For their part, all cmty members agree to:
o Cooperate with the cmtee in answering questions about their skills, availability and desire for doing cmty tasks.
o Make themselves available for a good-faith attempt to resolve any tensions they have (or others have with them) about non-monetary contributions to the cmty. Note: all parties should be given reasonable options around when such conversations will happen, who will be in the room, and how the mtgs will be set up. The priority here is to find a way to proceed that all concerned parties feel is the most friendly and constructive they can agree to.
• • •
Warning #1: Setting this cmtee up will not eliminate problems with Participation, yet it will create a solid basis for a conversation when tensions arise, and it can help enormously to have a group of members empowered to go around asking well-intended questions about what people are doing now and would like to do in the future.

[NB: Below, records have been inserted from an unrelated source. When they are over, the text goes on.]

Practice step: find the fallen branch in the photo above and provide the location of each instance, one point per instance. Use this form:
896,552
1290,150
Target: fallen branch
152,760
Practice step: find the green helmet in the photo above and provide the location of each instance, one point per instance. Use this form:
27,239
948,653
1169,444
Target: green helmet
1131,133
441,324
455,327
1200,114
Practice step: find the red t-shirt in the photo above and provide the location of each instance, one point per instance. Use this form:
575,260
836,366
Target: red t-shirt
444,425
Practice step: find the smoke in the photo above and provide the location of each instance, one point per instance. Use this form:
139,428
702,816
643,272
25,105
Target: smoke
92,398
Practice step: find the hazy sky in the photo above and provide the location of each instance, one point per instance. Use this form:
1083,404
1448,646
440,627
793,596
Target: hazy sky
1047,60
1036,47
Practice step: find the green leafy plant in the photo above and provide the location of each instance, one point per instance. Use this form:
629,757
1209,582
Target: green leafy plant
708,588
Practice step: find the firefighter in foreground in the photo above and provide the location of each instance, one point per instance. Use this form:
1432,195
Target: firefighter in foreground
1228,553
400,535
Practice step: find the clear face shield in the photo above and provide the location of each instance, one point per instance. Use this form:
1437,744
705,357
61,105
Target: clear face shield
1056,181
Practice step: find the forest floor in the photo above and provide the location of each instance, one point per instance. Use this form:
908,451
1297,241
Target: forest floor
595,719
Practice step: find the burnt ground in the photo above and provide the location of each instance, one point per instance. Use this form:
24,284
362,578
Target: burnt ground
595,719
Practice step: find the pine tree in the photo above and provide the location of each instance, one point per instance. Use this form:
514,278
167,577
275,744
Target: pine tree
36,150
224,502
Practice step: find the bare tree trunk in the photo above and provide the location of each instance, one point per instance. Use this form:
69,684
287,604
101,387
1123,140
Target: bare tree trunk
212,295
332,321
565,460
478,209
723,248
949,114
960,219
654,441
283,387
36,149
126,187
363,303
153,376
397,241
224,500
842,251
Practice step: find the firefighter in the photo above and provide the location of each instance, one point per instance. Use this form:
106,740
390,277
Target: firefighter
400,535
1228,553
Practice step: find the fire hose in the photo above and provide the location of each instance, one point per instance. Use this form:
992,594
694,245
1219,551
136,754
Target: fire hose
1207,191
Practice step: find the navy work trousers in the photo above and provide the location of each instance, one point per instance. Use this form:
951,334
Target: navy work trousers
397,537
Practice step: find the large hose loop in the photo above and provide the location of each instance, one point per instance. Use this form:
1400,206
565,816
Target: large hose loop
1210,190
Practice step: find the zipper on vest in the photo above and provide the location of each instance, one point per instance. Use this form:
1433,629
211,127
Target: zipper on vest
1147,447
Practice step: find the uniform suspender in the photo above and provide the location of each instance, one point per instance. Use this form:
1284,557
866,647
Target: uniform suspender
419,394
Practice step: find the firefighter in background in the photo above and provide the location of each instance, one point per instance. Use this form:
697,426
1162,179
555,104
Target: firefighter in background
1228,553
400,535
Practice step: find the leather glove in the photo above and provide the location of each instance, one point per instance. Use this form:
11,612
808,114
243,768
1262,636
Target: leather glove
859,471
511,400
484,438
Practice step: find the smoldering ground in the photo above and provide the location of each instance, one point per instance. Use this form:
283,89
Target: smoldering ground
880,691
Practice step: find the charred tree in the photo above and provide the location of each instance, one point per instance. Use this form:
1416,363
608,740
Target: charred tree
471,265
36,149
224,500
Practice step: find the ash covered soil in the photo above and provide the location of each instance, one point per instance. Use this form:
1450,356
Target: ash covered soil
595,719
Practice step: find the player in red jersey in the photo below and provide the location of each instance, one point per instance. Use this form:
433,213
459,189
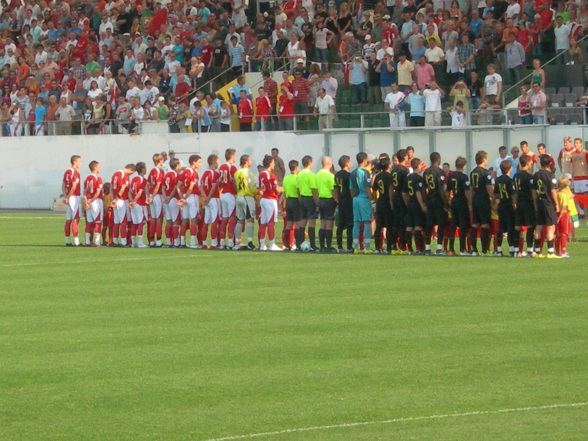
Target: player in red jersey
267,182
70,188
120,203
228,199
210,192
138,205
93,204
155,201
190,203
170,200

Warning #2: Be careful about how members are selected to serve on this cmtee—it's typically trickier than just asking for volunteers and taking the first five people who put their hands in the air. It can be important to the cmtee's viability that the cmty feel there's a representative balance of pro-structure folks with those who favor a more informal, let-people-come-forward-as-they-are-moved-to approach to getting the work done.

Also, I recommend taking a moment to reflect on whether the proposed cmtee composition is such that you believe every group member will feel there's at least one person on the cmtee whom they can approach and trust to hear them accurately. To the extent that you have disgruntled and estranged folks in your group, this can be a challenge. If you don't handle this well,
the disenfranchised will tend to view the Contribution Cmtee as the "Work Police," and it won't be pretty.